- Born: August 6, 1915
- Origin: American
- Died: October 5, 1998 (aged 83)
- Occupations: Composer, Pianist

= Jacques Abram =

American classical pianist

Jacques Abram (August 6, 1915 - October 5, 1998), born Jack Gregory Abram, an American classical pianist, was born in Lufkin, Texas and died in Tampa, Florida.

Abram began improvising at age 3 and performing in public at age 6. As a youth he studied with Ima Hogg and Ruth Burr of Houston. At the urging of Ignace Jan Paderewski and Josef Hofmann, who had heard Abram in concert, his parents enrolled him in the Curtis Institute, where he studied with David Saperton. At age 13, Abram transferred to the Juilliard School, where he continued his studies with Ernest Hutcheson. The well-known pianist and Leschetizky pupil Arthur Shattuck also mentored Abram for many years. The National Federation of Music Clubs awarded Abram its Schubert Memorial Award in 1937. As a result of winning these awards Abram debuted with the Philadelphia Orchestra at Carnegie Hall performing the MacDowell D minor concerto.

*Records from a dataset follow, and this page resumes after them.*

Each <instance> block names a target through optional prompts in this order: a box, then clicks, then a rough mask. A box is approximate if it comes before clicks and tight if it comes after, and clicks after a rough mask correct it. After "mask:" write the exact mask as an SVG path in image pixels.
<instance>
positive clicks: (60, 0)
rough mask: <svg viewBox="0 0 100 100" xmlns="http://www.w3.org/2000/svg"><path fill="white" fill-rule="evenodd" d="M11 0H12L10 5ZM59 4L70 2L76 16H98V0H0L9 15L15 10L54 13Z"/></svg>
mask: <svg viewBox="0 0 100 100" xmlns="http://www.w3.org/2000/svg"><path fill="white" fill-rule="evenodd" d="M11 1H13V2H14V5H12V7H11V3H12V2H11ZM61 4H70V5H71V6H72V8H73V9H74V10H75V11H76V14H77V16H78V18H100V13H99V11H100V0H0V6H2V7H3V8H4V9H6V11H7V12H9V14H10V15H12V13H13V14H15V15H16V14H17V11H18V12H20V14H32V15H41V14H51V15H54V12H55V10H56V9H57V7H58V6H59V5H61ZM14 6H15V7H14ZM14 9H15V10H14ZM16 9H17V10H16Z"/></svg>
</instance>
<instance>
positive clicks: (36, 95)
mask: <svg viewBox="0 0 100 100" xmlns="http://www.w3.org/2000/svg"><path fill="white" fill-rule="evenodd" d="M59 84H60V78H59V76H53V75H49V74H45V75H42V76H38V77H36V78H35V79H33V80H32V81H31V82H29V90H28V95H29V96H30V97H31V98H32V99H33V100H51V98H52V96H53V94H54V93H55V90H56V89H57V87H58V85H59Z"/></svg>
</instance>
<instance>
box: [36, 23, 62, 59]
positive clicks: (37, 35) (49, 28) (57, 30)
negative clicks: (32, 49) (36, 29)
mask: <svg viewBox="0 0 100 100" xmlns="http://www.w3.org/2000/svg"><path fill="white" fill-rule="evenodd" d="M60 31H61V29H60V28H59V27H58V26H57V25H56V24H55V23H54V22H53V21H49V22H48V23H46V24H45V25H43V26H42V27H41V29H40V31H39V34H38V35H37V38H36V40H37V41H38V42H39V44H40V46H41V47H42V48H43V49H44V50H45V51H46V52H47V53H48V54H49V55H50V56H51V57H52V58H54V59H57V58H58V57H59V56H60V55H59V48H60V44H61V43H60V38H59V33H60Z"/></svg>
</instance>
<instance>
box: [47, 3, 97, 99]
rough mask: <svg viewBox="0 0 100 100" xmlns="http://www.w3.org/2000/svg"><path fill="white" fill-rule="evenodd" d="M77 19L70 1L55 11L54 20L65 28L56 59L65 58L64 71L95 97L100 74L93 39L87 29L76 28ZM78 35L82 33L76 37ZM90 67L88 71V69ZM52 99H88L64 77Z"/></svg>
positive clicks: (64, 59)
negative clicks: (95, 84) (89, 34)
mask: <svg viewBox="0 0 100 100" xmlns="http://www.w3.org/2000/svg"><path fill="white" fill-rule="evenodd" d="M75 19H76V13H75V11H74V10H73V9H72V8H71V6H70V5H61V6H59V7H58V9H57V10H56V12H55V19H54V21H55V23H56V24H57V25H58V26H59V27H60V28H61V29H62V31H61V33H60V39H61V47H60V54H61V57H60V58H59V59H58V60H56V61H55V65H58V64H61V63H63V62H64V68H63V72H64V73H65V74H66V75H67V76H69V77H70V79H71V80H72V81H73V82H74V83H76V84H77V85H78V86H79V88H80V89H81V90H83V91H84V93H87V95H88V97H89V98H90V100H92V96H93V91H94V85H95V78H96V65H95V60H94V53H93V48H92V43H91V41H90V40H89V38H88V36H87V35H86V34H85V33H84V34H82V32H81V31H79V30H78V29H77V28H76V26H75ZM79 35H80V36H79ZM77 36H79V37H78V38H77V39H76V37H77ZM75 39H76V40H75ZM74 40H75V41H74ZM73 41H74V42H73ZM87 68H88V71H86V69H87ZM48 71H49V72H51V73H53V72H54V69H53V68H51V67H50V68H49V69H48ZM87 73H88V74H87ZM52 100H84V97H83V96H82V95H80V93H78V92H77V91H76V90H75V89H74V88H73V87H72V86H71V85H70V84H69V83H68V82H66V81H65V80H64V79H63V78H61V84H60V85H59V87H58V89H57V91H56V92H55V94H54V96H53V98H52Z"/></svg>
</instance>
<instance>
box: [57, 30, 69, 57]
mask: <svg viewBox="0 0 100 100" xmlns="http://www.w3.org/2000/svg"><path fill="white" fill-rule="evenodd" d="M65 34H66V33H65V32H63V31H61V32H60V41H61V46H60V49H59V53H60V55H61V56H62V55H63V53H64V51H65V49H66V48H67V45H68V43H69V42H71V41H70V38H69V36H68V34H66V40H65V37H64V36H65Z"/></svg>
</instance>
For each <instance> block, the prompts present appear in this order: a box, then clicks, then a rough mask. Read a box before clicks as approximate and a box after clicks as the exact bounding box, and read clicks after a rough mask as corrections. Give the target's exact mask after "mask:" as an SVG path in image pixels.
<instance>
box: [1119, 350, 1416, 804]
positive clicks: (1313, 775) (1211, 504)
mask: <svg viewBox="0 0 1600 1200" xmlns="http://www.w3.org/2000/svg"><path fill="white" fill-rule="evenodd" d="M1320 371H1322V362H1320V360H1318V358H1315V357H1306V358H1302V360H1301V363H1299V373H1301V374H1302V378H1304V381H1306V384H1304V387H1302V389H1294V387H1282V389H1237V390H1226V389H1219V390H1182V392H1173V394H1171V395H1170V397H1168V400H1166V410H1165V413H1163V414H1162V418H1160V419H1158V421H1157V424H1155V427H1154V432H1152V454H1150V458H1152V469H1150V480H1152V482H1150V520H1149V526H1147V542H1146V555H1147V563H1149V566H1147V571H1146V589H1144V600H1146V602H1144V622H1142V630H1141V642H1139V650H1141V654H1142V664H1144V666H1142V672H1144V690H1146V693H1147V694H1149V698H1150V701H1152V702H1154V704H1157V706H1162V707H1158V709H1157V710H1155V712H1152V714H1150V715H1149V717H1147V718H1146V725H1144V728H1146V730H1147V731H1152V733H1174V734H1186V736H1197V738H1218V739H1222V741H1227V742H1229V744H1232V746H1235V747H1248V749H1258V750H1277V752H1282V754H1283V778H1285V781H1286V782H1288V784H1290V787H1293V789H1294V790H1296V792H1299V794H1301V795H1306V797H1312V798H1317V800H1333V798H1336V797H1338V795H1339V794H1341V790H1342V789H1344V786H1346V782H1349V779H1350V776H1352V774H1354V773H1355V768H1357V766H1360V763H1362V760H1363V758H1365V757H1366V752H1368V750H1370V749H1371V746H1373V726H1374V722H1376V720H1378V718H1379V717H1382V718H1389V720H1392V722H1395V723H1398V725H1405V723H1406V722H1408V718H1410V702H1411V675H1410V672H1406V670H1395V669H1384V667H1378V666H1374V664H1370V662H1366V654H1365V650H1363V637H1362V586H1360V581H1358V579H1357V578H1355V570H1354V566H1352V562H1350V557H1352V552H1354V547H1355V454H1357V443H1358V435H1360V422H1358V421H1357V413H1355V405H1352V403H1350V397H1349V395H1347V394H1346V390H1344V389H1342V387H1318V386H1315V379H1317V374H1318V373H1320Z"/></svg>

During World War II, Abram was stationed with a special services unit in San Antonio, Texas. He became the artist in residence at Oklahoma College for Women, Chickasha, Oklahoma, in 1955, where he numbered among his devoted pupils Margaret McConnell, Larry Graham, Karen Reynolds, and Leon Whitesell. He assumed the same position in Toronto, Ontario, Canada's University of Toronto and Royal Conservatory of Music in 1960, and in 1963 he moved to Tampa, Florida, where he was on the faculty of the University of South Florida.

In 1948, Abram gave the American premiere of Benjamin Britten's piano concerto in Salt Lake City, Utah. In 1949 he gave the work its New York premiere under the baton of Leopold Stokowski, and on January 25, 1956, he was soloist in the work's first recording, with the Philharmonia Orchestra under Herbert Menges. EMI has reissued that recording on compact disc. According to the composer, Abram also gave the first English and US performances of Arthur Benjamin's 1949 Concerto quasi una Fantasia; in Benjamin's words, "Jacques Abram, the American pianist, gave it its first English performance at the Cheltenham Festival in 1952 and the first American performance in San Antonio in 1953."

In 1955, he married Christine Dorsey, and was the father of Jonathan, Gregory and Nell Abram.